2,000-year-old toilet bowl found in Roman ruins — revealing ancient health issue
Archaeologists recently opened up a can of worms — well, sort of.
When analyzing an ancient Roman toilet bowl, they found it was filled with the remains of parasitic roundworms.
The discovery, which sheds light on public health issues in the Roman Empire, was documented in a preprint study posted May 10 to the Social Science Research Network.
The toilet bowl, a wide-brimmed stone vessel, was unearthed at the ruins of Viminacium, located about 50 miles southeast of Belgrade. The site once served as the capital of the Roman province of Moesia Superior.
The ruins are believed to be of a “luxury building” that contained a public bath.
The bowl, which was unearthed near public toilets, dates to the third century A.D., making it at least 1,700 years old.
Inside the bowl, archaeologists found the mineralized eggs of intestinal nematode roundworms, marking “the first time that parasite eggs have been identified from concretions inside a Roman stone vessel.”
The finding suggests the vessel once contained human excrement.
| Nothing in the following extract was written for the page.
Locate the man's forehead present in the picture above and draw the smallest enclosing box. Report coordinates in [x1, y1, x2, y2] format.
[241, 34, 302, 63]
The bowl itself likely was not used as a toilet or chamber pot, but it may have held sanitary products, archaeologists said.
Ancient Romans used a sponge on a stick, known as a tersorium, to wipe themselves — and it is likely that these were placed in the bowl.
The discovery indicates that the Romans, despite taking sanitation seriously, still were at risk of parasitic infections.
“One of the possible causes is that the heated communal waters of the Roman baths served as a transmission medium for whipworm (Trichuris sp.) and roundworm (Ascaris sp.) eggs,” archaeologists said.